Adventitious roots are post-embryonic roots that arise from the stem and leaves, as well as from non-pericyclic tissues in existing roots. Adventitious root formation is one of the most important means of vegetative plant propagation. The formation of adventitious roots involves a process of redifferentiation in which predetermined cells switch from their morphogenetic path to act as mother cells for the root primordia (Aeschbacher et al. 1994). Many environmental and endogenous factors regulate adventitious rooting. Some endogenous factors have been identified, such as calcium (Ca2+) (Bellamine et al. 1998), sugar (Takahashi et al. 2003), phenolics (Rout 2006), ethylene (Liu et al. 1990), polyamines (Nag et al. 2001), nitric oxide (NO) (Pagnussat et al. 2003, 2004), carbon monoxide (Xu et al. 2006), cyclic guanosine monophosphate (cGMP), and mitogen-activated protein kinase (MAPKs) (Pagnussat et al. 2003, 2004), phytohormones (De Klerk et al. 1999), and peroxidase (Syros et al. 2004). Some of these molecules may function in signaling and mediate auxin-induced adventitious rooting and auxin-response gene expression. To date, the intricate signaling network that participates in adventitious root formation remains poorly understood.

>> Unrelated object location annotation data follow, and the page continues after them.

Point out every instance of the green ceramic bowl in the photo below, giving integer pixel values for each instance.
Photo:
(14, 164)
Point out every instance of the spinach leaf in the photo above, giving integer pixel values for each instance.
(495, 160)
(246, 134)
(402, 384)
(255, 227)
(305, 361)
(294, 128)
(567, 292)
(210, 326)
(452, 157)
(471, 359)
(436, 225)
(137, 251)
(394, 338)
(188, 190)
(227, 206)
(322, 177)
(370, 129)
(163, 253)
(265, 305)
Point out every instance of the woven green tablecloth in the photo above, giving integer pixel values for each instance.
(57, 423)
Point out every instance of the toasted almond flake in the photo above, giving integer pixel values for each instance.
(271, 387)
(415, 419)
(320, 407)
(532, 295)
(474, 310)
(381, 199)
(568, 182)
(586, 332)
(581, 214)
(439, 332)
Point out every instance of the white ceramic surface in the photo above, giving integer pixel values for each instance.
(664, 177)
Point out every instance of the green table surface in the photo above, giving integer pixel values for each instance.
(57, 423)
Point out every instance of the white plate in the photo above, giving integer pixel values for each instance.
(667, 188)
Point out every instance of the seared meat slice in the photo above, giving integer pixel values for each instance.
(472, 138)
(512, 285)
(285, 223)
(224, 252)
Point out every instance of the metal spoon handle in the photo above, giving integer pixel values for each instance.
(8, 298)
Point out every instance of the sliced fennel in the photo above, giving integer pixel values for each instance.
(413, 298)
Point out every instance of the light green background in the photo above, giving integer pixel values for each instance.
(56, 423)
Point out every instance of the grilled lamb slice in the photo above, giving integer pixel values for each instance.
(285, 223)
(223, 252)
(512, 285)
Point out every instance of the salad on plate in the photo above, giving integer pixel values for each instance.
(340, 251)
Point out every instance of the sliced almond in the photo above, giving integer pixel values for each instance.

In recent years, significant progress in the elucidation of auxin and adventitious root response signaling pathways has been made, e.g., IAA induces adventitious rooting via a pathway that involves NO. cGMP and MAPK cascades are downstream signals in the NO signaling pathway during adventitious rooting (Pagnussat et al. 2003, 2004). Although a variety of components participating in auxin transport and signal transduction have been identified, the molecular and biochemical mechanisms and intermediates underlying the signal transduction cascades in auxin-promoted root formation remain poorly understood.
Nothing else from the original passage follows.